Kolaborasi ini menjadi langkah nyata dalam mendukung ketahanan pangan dan energi nasional sekaligus mempercepat target Net Zero Emission (NZE) Indonesia melalui pemanfaatan limbah berbasis ekonomi sirkular.
Kepala Badan Gizi Nasional, Dadan Hindayana mengatakan Program Makan Bergizi Gratis (MBG) merupakan salah satu program makan bergizi terbesar di dunia dengan cakupan sekitar 61,99 juta penerima manfaat.
“Program ini bukan hanya soal makan bergizi gratis, tetapi merupakan investasi besar untuk masa depan bangsa, membangun generasi unggul, memperkuat ekonomi rakyat, dan menciptakan Indonesia yang lebih sehat, mandiri, dan sejahtera,” ujarnya.
Direktur Utama Pertamina, Simon Aloysius Mantiri menyampaikan bahwa sinergi Pertamina dan BGN merupakan pertemuan dua mandat strategis bangsa, yakni sektor pangan dan energi.
“Sebagaimana tertuang dalam Misi ke-2 Asta Cita, kita didorong untuk membangun kemandirian di sektor pangan dan energi secara simultan. Hari ini, kita melihat bagaimana dua sektor tersebut tidak berjalan sendiri-sendiri, tetapi saling menguatkan dalam satu ekosistem yang terintegrasi,” ujar Simon dalam kegiatan penandatanganan kerja sama di Grha Pertamina, Jakarta, Kamis (7/5/2026).
Menurut Simon, kerja sama ini memanfaatkan minyak jelantah atau Used Cooking Oil (UCO) yang sebelumnya dianggap limbah dan berpotensi mencemari lingkungan menjadi sumber daya bernilai ekonomi.
“Dari puluhan ribu SPPG di seluruh Indonesia akan terbentuk ekosistem pengumpulan Used Cooking Oil yang sebelumnya dianggap limbah. Hari ini kita ubah perspektif itu. Kita jadikan limbah sebagai sumber daya dan masalah menjadi solusi. Inilah esensi circular economy,” katanya.
Implementasi pengumpulan minyak jelantah akan dijalankan oleh Pertamina Patra Niaga melalui mesin pengumpulan UCollect. Minyak jelantah yang terkumpul nantinya dimanfaatkan sebagai bahan baku produksi Sustainable Aviation Fuel (SAF), Hydrotreated Vegetable Oil (HVO), serta biogasoline.
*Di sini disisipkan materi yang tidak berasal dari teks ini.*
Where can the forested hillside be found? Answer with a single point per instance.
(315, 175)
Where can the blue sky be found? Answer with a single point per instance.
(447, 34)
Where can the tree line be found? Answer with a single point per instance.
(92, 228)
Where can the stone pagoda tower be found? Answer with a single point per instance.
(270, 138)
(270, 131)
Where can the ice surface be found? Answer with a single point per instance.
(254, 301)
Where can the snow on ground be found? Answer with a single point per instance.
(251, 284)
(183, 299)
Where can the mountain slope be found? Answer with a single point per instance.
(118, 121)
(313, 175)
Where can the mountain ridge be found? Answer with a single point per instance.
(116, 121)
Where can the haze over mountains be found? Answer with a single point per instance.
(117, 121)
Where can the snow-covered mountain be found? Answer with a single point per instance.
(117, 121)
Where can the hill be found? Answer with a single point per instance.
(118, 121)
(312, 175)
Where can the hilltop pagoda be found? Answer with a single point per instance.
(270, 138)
Direktur Transformasi dan Keberlanjutan Bisnis Pertamina, Agung Wicaksono menyebut kerja sama tersebut merupakan bagian dari strategi jangka panjang Pertamina dalam memperkuat bisnis rendah karbon.
“Kolaborasi strategis ini menjadi langkah Pertamina dalam memperkuat portofolio bisnis rendah karbon melalui pemanfaatan limbah domestik sebagai sumber energi masa depan,” ujarnya.
Agung menambahkan, UCO menjadi salah satu bahan baku paling efisien untuk menghasilkan SAF dan HVO karena memiliki profil emisi siklus hidup yang rendah.
Melalui implementasi bertahap, Pertamina menargetkan pencampuran SAF mulai dari 1 persen hingga 5 persen pada 2030 sesuai amanat Pemerintah melalui Kepmen ESDM No.113/2026.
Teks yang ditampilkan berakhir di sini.